The federal government has denied a request from the state’s political leaders for more time to get compliant with the new Real ID requirement, but it won’t immediately imperil the ability of Minnesotans to board commercial flights after Jan. 1.
In a letter sent Monday, two assistant secretaries at the Department of Homeland Security wrote to Gov. Mark Dayton that “Minnesota has not provided adequate justification for continued noncompliance with the Real ID standards that would warrant granting your request for extension,” the letter stated.
That means Minnesota driver’s licenses are officially not sufficient identification for the general public to be allowed on U.S. military bases and other federal facilities with semi-restricted areas that are accessible with proper identification. The list of facilities like that in Minnesota are few, but it could be an issue for Minnesotans with business in places like Washington, D.C.
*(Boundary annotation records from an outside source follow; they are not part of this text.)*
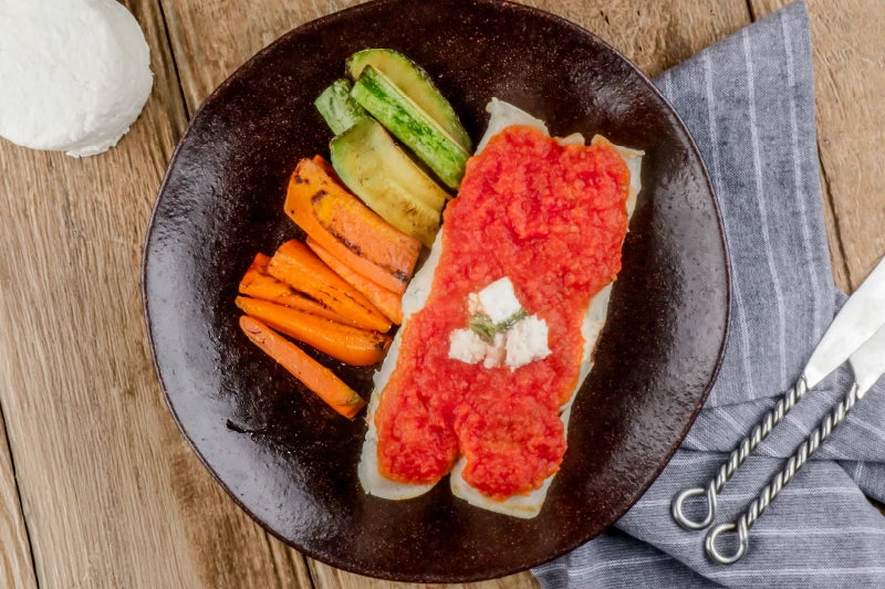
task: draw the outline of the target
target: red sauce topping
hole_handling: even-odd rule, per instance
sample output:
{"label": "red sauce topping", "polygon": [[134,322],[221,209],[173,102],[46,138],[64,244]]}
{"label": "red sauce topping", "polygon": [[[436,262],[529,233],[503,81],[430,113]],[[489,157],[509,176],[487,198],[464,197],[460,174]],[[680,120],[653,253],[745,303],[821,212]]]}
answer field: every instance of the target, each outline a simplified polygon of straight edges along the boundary
{"label": "red sauce topping", "polygon": [[[587,305],[621,270],[628,183],[607,141],[563,147],[529,127],[507,128],[467,162],[430,296],[405,327],[375,414],[383,475],[436,482],[464,454],[467,482],[504,498],[559,470],[559,409],[577,381]],[[468,294],[503,276],[546,322],[552,354],[513,371],[449,359]]]}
At a still-unspecified date in 2016, Homeland Security will extend that prohibition to the boarding of commercial flights. Unless the Minnesota Legislature and Dayton have repealed a 2009 law by then that bars Real ID on state licenses, then Minnesotans at that point would need a passport even for domestic flights.
But the agency has promised at least 120 days’ notice before that requirement is implemented, meaning Minnesota politicians appear to still have a window to fix the Real ID problem before a significant percentage of the state’s residents are directly impacted.
Both Dayton and House Speaker Kurt Daudt, R-Crown, joined by a handful of Republican colleagues, asked for the extension that was denied this week. Both the governor and lawmakers vowed to tackle the issue in the legislative session that starts on March 8; some have suggested it could be dealt with if lawmakers meet for a brief special session that Dayton has suggested occur before then.
Dayton did not immediately respond to the letter but a spokesman said he was likely to discuss it on Wednesday. Daudt said Minnesota travelers could be assured they don’t need to worry about it in the holiday travel season.
“The federal government has assured us they will provide at least 120 days’ notice to prepare for the next phase of Real ID and we will continue to work with the governor to achieve compliance,” said a statement from Daudt.
Of 43 separate provisions in the federal Real ID regulation, Minnesota under its current law is currently meeting 30 of them but falling short on 13 others, according to the letter to Dayton from Assistant Homeland Security Secretaries Alan Bersin and Philip McNamara.
“Minnesota may renew its extension request if there are developments or additional information provided regarding your state’s progress toward meeting the outstanding requirements, the reasons that these standards remain unmet, and the reasons for continued noncompliance,” the agency wrote.
Unlike Minnesota, three other states — Louisiana, New York and New Hampshire — recently received deadline extensions. But two other states — New Mexico and Washington — saw similar requests denied.
The 2009 law that Minnesota must now repeal to comply with Real ID stemmed from concerns of federal overreach by legislators at the time.
Not only does it ban the implementation of secure state identification in the vein of Real ID, it even prohibits preliminary measures like negotiations with federal officials related to the requirement.
Homeland Security officials aren’t saying when they’ll trigger the four-month countdown to extend the Real ID requirement to commercial flights.
But the letter to Dayton hints it won’t be long: “The Department expects to announced the timing and nature of the next phase of Real ID enforcement soon,” it states.